Kate accordingly hastened to discover the cause of a tumult in which now the sound of laughter mingled.

As we, however, enjoy the prerogative of knowing the facts before they could reach her, we may as well inform the reader that Andy, whose intelligence seemed to have been preternaturally awakened by the sight of an attorney, had been struck by seeing two strangers enter the house-door and leisurely ascend the stairs. At such a moment, and with his weak brain filled with its latest impression, the old man at once set them down as bailiffs come to arrest his master. He hobbled after them, therefore, as well as he could, and just reached the landing as Mr. Jekyl, with his friend Onslow, had arrived at the door.

"Mr. Dalton lives here, I believe?" said Jekyl.

"Anan," muttered Andy, who, although he heard the question, affected not to have done so, and made this an excuse for inserting himself between them and the door.

"I was asking if Mr. Dalton lived here!" cried Jekyl, louder, and staring with some astonishment at the old fellow's manoeuvre.

"Who said he did, eh?" said Andy, with an effort at fierceness.

"Perhaps it 's on the lower story?" asked Onslow.

"Maybe it is, and maybe it isn't, then!" was the answer.

"We wish to see him, my good man," said Jekyl; "or, at least, to send a message to him."

"Sure! I know well enough what ye want," said Andy, with a wave of his hand. "'T is n't the first of yer like I seen!"

"And what may that be?" asked Onslow, not a little amused by the blended silliness and shrewdness of the old man's face.

"Ay eh! I know yez well," rejoined he, shaking his head. "Be off, then, and don't provoke the house! Away wid yez, before the servants sees ye."

"This is a rare fellow," said Onslow, who, less interested than his companion about the visit, was quite satisfied to amuse himself with old Andy. "So you 'll not even permit us to send our respects, and ask how your master is?"

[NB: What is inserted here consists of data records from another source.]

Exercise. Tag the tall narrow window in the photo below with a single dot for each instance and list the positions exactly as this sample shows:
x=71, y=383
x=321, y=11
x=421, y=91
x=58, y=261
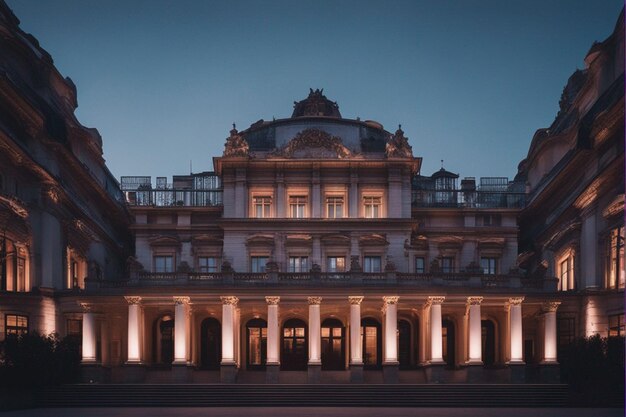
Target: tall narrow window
x=334, y=206
x=489, y=265
x=371, y=264
x=297, y=207
x=262, y=206
x=257, y=263
x=298, y=264
x=372, y=207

"I'm certain you'll be more reasonable," simpered Jekyl, as he drew a very weighty-looking purse from his pocket, and, with a considerable degree of ostentation, seemed preparing to open it.

The notion of bribery, and in such a cause, was too much for Andy's feelings; and with a sudden jerk of his hand, he dashed the purse out of Jekyl's fingers, and scattered the contents all over the landing and stairs. "Ha, ha!" cried he, wildly, "'t is only ha'pence he has, after all!" And the taunt was so far true that the ground was strewn with kreutzers and other copper coins of the very smallest value.

As for Onslow, the scene was too ludicrous for him any longer to restrain his laughter; and although Jekyl laughed too, and seemed to relish the absurdity of his mistake, as he called it, having put in his pocket a collection of rare and curious coins, his cheek, as he bent to gather them up, was suffused with a deeper flush than the mere act of stooping should occasion. It was precisely at this moment that Kate Dalton made her appearance.

"What is the matter, Andy?" asked she, turning to the old man, who appeared, by his air and att.i.tude, as if determined to guard the doorway.

"Two spalpeens, that want to take the master; that's what it is," said he, in a voice of pa.s.sion.

"Your excellent old servant has much mistaken us, Miss Dalton," said Jekyl, with his most deferential of manners. "My friend, Captain Onslow," here he moved his hand towards George, who bowed, "and myself, having planned a day's shooting in the 'Moorg,' have come to request the pleasure of Mr. Dalton's company."

"Oh, the thievin' villains!" muttered Andy; "that's the way they 'll catch him."

Meanwhile Kate, having promised to convey their polite invitation, expressed her fears that her father's health might be unequal to the exertion. Jekyl immediately took issue upon the point, and hoped, and wondered, and fancied, and "flattered himself" so much, that Kate at last discovered she had been drawn into a little discussion, when she simply meant to have returned a brief answer; and while she was hesitating how to put an end to an interview that had already lasted too long, Dalton himself appeared.

"Is it with me these gentlemen have their business?" said he, angrily, while he rudely resisted all Andy's endeavors to hold him back.

"Oh, my dear Mr. Dalton," said Jekyl, warmly, "it is such a pleasure to see you quite restored to health again! Here we are Captain Onslow, Mr.